Trakus Facts of the Day for Wednesday, August 8
Favored Power Series covered 42 feet more than second-choice winner Apply in Wednesday’s second race, losing by only a half-length. Power Series ran a faster final quarter-mile, and final furlong, but the extra ground coverage took its toll. Third place finisher Sidepocket Kid had the fastest final quarter and eighth, coming home in 24.81 and 12.38 seconds, respectively, and also covered a much shorter trip than Power Series.
Brooklyn Rose soared home in the fifth race, recording a final quarter mile time (24.73s) that was more than a second faster than the next-fastest time, set by second-placer Queen Mercury, and a final furlong that was 0.69 seconds faster than that rival.

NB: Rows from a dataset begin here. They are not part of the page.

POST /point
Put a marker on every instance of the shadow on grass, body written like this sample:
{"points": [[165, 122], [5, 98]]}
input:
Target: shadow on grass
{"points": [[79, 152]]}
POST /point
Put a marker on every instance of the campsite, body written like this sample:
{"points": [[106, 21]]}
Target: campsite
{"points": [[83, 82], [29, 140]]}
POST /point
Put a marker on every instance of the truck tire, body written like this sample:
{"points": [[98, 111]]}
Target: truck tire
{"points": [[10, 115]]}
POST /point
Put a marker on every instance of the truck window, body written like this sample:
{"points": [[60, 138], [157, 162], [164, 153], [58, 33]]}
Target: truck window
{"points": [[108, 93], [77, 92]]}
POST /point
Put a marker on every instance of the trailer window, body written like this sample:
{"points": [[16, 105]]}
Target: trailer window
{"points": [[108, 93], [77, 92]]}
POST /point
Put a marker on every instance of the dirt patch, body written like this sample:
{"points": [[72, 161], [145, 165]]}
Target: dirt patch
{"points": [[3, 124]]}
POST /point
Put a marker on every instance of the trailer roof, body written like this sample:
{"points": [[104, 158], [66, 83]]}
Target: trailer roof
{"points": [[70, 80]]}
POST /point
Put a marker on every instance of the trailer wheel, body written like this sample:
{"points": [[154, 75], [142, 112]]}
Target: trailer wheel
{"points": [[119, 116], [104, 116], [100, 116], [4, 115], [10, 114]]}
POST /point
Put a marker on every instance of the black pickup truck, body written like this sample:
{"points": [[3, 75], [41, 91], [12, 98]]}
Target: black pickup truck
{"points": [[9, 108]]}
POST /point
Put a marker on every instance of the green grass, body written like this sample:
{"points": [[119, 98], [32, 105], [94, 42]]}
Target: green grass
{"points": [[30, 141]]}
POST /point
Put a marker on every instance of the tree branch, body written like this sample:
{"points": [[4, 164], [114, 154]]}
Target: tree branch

Wishing Gate took the finale at a mile on turf and covered substantial extra ground, going no less than four wide on the second turn. Under Mike Smith, Wishing Gate covered 5,366 feet while second Jerry’shoneycarol and third Dance Team each went 41 feet less, covering 5,325. Fourth-place finisher Shrilanka had the second-fastest final furlong in 11.42 seconds, but was still 0.20 seconds slower than the winner’s final eighth.